With a promise to yourself, your boss, your company or client -- if the company can't measure the output don't spend the money.
So when finance asks for a breakdown of what the marketing budget was spent on, you can match that with a breakdown of the sales impact and what that means for next years marketing budget and sales figures.
These are just some examples:
X amount spent on a TV commercial promoting a sale item = X amount of sales of the promoted item.
X amount spent on billboard campaign with SMS short code = X amount of SMS reponses
X amount spent on branding campaigns in a year = X amount of uplift in brand recognition in independent surveys.
X amount spent on a print campaigns = X amount of sales with different discount codes.
X amount spent on an email affiliate promotion = X amount of leads generated.

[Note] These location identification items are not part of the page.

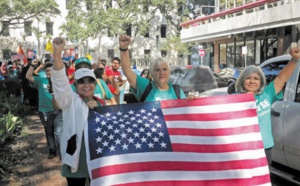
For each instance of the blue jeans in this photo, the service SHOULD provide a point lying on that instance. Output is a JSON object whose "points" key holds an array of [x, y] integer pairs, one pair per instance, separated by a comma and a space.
{"points": [[52, 122]]}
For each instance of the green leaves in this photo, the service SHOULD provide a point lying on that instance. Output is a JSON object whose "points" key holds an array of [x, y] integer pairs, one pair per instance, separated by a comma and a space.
{"points": [[8, 125]]}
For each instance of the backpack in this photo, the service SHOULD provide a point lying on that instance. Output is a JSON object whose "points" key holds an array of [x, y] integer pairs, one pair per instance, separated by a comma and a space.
{"points": [[149, 88]]}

X amount of spent on a trade show = X amount of sales meetings arranged after the event.
You get the picture.
Hmmm well I hear you say it isn't that simple in reality, as distributors won't give you the data, or there are issues internally that prevent you from using direct response techniques as that is owned by another department, sales won't tell you the effect of your campaigns, we don't have a CRM system to track that, or you have no analytical skills.
These are all excuses and yes it becomes difficult to measure across multiple channel campaigns, but it is still possible.
Keep that promise - if the company can't measure the output don't spend the money.